Logistics Facilities are Coming. Is Your Municipality Ready?: PennFuture Releases Model Logistics Use Ordinance and Guidebook
Pennsylvania municipalities should update their zoning ordinances to reflect societal changes. In the United States, one of the most significant societal changes of recent years is the rise of e-commerce and the expansion of the logistics industry, the part of the supply chain that includes acquiring, storing, and shipping goods to their final destination.
How to Manage Big Commercial Development
Municipalities cannot ignore this new pattern of development and cannot simply ban distribution and fulfillment centers from within their borders. They must proactively plan for the day when distribution and fulfillment centers come to town by adopting ordinances that reflect the reality that these land uses differ significantly from traditional warehouses.
A Powerful Tool for Local Governments
PennFuture's Model Ordinance gives municipalities a template for updating their zoning ordinances to address the modern reality of the logistics industry and its impact on communities and the environment. The Model Ordinance provides updated definitions for logistics uses and divides them into three categories based on size and ability to generate traffic. It also imposes restrictions based on these characteristics. For example, under the Model Ordinance, logistics facilities that generate significant truck traffic must be located within a half-mile of an expressway, install signage to direct truck drivers away from local roads, and provide overnight truck parking and amenities for drivers. Large facilities over 25,000 square feet must have buffer yards to separate them from neighboring properties and must plant trees and shrubs to lessen their visual and noise impact.

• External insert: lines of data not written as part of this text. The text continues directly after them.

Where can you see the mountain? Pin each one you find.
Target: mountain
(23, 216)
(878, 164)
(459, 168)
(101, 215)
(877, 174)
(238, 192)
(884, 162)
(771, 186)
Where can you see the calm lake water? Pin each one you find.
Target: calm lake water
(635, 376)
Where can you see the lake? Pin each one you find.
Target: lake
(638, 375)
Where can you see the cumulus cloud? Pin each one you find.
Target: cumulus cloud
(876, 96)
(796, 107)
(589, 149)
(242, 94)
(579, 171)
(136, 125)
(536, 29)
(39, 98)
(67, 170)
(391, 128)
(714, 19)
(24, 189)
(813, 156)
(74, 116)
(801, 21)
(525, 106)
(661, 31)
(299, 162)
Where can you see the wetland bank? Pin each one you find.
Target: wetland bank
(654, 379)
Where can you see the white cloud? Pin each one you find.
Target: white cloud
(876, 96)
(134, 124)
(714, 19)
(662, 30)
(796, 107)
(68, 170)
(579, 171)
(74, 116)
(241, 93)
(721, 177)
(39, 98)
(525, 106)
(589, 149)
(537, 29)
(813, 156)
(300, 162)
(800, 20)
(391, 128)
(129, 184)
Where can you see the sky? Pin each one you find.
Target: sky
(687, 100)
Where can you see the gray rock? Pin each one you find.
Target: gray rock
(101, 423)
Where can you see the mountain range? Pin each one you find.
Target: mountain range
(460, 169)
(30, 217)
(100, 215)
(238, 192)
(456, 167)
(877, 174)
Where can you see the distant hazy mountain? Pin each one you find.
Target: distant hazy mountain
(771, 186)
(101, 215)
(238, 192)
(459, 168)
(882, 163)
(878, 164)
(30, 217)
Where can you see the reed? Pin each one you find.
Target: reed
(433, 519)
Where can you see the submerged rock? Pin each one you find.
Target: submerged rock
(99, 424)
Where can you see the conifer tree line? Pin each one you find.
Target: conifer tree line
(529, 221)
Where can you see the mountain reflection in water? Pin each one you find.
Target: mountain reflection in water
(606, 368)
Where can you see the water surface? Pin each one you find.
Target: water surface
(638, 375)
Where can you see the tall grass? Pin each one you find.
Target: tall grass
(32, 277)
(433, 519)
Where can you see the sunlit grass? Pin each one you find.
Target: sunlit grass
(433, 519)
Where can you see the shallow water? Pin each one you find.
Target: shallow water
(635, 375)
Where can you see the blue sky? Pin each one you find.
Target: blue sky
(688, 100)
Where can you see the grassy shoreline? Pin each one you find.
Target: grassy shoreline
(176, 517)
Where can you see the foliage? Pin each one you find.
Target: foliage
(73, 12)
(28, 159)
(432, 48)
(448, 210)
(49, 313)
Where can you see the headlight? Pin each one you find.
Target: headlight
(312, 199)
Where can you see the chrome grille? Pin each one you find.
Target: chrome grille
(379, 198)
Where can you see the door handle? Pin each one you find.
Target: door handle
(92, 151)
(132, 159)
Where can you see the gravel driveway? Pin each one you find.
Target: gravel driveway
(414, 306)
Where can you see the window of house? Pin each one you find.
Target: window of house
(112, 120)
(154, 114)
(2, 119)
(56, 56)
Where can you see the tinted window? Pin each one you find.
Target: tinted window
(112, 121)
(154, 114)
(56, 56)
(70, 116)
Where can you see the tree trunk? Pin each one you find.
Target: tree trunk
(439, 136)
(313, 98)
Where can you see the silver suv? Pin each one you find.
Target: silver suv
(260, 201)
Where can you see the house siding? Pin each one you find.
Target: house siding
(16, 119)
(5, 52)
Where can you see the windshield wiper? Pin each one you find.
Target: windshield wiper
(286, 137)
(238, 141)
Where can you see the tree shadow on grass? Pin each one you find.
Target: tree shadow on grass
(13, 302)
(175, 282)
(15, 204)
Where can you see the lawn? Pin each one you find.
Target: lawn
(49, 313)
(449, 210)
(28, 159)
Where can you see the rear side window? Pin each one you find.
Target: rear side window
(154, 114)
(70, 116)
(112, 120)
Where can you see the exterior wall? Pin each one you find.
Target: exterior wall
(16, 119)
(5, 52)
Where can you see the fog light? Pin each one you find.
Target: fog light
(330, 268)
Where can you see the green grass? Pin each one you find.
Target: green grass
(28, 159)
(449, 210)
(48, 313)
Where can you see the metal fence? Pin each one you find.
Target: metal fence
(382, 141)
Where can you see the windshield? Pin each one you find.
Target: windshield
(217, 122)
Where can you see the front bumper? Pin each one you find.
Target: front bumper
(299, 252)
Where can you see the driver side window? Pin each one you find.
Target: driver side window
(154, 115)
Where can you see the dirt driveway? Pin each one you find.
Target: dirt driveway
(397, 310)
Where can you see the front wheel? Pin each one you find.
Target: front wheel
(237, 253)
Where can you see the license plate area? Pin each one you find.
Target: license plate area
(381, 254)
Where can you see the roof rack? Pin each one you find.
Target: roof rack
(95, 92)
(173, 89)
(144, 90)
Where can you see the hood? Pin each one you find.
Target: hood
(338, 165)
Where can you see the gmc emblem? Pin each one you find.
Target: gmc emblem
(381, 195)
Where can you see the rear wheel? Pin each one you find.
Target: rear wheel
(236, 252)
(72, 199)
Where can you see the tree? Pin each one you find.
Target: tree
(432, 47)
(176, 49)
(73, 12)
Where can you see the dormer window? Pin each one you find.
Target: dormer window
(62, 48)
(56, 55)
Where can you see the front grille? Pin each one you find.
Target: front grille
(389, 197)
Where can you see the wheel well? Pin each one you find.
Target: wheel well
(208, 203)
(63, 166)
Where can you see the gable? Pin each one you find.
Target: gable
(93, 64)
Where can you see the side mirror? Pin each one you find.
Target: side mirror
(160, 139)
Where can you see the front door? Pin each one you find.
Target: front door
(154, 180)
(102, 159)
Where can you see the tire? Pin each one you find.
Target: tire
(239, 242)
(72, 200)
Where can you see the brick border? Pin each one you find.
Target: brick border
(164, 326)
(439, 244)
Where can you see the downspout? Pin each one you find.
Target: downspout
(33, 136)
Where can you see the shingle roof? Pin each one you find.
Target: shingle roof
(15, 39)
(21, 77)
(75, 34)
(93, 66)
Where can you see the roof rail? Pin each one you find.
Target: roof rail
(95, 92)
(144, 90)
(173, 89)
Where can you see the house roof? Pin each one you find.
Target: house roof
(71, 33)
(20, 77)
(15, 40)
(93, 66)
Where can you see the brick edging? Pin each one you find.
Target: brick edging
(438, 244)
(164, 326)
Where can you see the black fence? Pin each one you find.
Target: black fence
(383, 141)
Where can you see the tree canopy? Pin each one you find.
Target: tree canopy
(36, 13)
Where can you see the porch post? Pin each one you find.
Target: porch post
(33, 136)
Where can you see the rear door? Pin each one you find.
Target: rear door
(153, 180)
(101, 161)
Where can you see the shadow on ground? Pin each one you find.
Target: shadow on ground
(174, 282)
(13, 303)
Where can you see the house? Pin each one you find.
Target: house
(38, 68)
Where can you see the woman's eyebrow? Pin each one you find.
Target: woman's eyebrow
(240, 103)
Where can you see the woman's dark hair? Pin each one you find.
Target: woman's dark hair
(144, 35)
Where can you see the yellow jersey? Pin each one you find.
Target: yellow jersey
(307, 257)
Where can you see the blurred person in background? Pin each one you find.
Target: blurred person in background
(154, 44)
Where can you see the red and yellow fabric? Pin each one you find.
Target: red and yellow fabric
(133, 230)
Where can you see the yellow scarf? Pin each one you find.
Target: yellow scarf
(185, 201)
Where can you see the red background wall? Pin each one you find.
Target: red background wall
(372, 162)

All logistics facilities, regardless of size, must incorporate certain environmental protections such as a minimum 100-foot-wide buffer zone around all waterways, lakes, and ponds and a limitation on woodland disturbance. All facilities are also eligible for impervious pavement credits to mitigate the negative impact of the vast impervious surfaces they generate. Finally, PennFuture recommends that all but the smallest, least impactful logistics facilities be designated as conditional uses or special exception uses, regardless of which zoning district they are in. This provides municipalities and the public the opportunity to review and comment on proposed facilities during a public hearing to determine whether they are appropriate for the proposed location.
Designed for Any Municipality in Pennsylvania
PennFuture urges municipalities across Pennsylvania to review their existing zoning ordinances to determine whether they adequately address modern logistics uses and the significant impacts these massive facilities generate. If they do not, PennFuture urges municipalities to adopt its Model Logistics Use Ordinance before it is too late.